Sooner or later, every home needs the caring hands of a contractor.
Home improvement to-do lists can grow quickly once you’ve settled into a home, and the expenses can add up just as fast, making it critical that you don’t throw your money away in the process. No matter the size of the project at hand, finding a good contractor is paramount to achieving success when tackling home improvement projects.
Here are a few things to keep in mind as you search for the best contractor for the job:
Determine the Size and Scope of the Job
While complex projects require in-depth knowledge, there’s also the potential that you’ll need to hire a contractor with state certifications, which is something only a licensed contractor can provide. Complex projects can range anywhere from remodeling a bathroom or kitchen to adding on a new room or building a deck. If a large job requires a permit, a contractor will likely be required by the city issuing the permit.
Small projects such as fixing a leaking pipe or installing a ceiling fan can probably be handled by a good handyman who will usually charge less per hour or project than a licensed contractor.
Where to Start Your Search
Websites such as Angie’s List offer large databases of home improvement contractors who have been reviewed by members, so do your due diligence and take some time to do some research before choosing a contractor for the job. It’s also a good idea to ask for recommendations from friends and neighbors who have had similar work done on their homes, in addition to getting recommendations from your local Chamber of Commerce or building trade association.
Your insurance company will likely have agreements with reputable local contractors, as well, so ask for their recommendations, even if they’re not paying for the work.
Once you’ve compiled a list of potential contractors, get their license numbers and check that their certificates of insurance are updated. All contractors are required to be licensed and have insurance. Good contractors should carry workers comp and liability insurance, as well.
When checking licenses, remember that a business license isn’t the same as a contractor license. Research your state’s requirements regarding contractors, and make sure the ones you’re considering hiring for the job meet those requirements.
Ask contractors for at least three recent references you can contact. While you can ask customers anything you’d like, don’t overlook the following questions:
• Did the contractor return your calls promptly?

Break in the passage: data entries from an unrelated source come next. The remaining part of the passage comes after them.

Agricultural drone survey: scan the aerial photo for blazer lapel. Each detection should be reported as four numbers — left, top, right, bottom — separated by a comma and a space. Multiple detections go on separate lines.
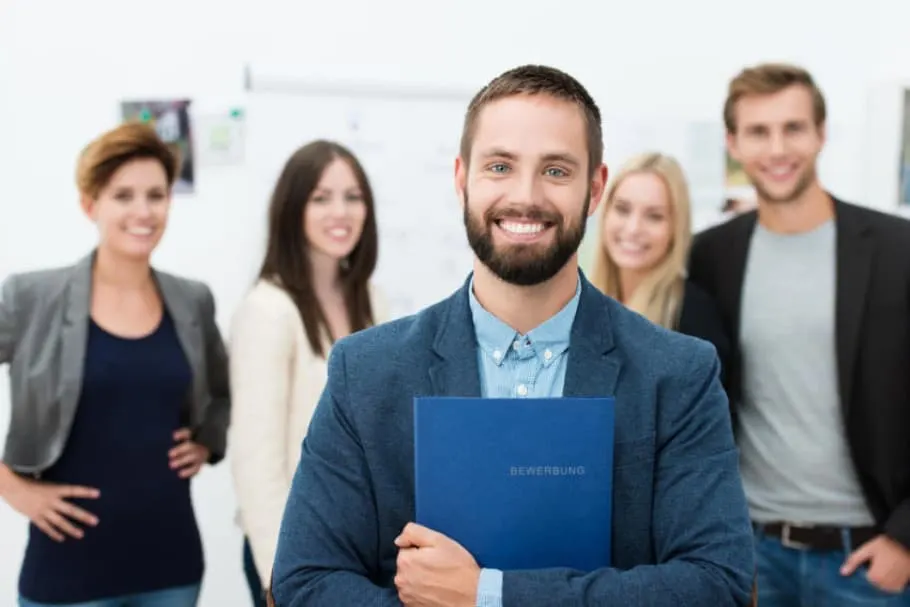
428, 277, 482, 398
563, 276, 620, 398
428, 273, 622, 399
833, 199, 874, 416
58, 253, 94, 417
722, 213, 758, 343
154, 271, 203, 423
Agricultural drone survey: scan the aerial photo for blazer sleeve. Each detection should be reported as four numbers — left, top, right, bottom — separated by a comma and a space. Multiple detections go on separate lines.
678, 282, 731, 390
193, 284, 231, 465
227, 285, 297, 588
885, 275, 910, 550
271, 342, 404, 607
500, 341, 755, 606
687, 231, 714, 291
0, 275, 18, 364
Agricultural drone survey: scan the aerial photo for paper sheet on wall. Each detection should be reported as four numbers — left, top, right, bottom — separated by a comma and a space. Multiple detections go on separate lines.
194, 109, 246, 166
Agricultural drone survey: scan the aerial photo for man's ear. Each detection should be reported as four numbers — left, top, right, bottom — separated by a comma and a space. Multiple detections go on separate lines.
588, 163, 609, 218
725, 132, 741, 165
454, 156, 468, 211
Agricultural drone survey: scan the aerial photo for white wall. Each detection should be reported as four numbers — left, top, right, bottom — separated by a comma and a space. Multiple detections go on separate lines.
2, 0, 909, 604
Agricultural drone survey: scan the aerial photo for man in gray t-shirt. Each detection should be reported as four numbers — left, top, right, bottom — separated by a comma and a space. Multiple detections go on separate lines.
690, 62, 910, 606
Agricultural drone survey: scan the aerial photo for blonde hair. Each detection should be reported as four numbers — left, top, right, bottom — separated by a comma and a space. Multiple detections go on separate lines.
590, 152, 691, 328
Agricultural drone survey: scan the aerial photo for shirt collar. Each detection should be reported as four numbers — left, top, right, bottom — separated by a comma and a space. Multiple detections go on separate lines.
468, 275, 580, 366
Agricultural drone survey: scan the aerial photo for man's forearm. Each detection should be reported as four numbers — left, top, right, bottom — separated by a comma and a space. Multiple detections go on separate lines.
501, 560, 753, 607
271, 571, 404, 607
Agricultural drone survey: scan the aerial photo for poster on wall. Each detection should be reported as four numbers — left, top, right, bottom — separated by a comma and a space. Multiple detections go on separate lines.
120, 99, 194, 194
899, 89, 910, 206
194, 108, 246, 167
723, 151, 757, 216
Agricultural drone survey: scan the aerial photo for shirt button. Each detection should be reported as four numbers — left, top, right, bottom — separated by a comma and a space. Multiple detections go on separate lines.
493, 349, 502, 360
516, 384, 528, 396
513, 340, 521, 351
544, 349, 552, 360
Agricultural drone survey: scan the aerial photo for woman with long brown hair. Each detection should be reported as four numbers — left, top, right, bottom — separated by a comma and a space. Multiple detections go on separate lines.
227, 140, 388, 606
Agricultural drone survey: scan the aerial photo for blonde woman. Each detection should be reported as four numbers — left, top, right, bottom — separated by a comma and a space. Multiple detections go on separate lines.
591, 152, 730, 381
227, 140, 389, 606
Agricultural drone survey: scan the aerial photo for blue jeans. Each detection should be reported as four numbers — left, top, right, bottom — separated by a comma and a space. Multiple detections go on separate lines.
19, 583, 200, 607
755, 527, 910, 606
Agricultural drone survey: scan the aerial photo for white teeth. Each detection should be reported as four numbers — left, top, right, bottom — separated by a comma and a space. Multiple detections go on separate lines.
618, 241, 646, 253
127, 227, 153, 236
768, 167, 794, 177
328, 227, 350, 238
500, 222, 544, 234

• Was the project completed on budget?
• Was the contractor responsive to changes with the project?
• Would you recommend this contractor to your family?
Get an Itemized Bid
After meeting with a contractor and having them review your project, they should provide you with an itemized bid that lists everything you’ll be paying for, including labor, materials, permit fees and any other expenses the contractor expects to bill for. It’s also important to clarify whether the bid is an estimate or fixed price. If it’s an estimate, find out what factors might affect the final price.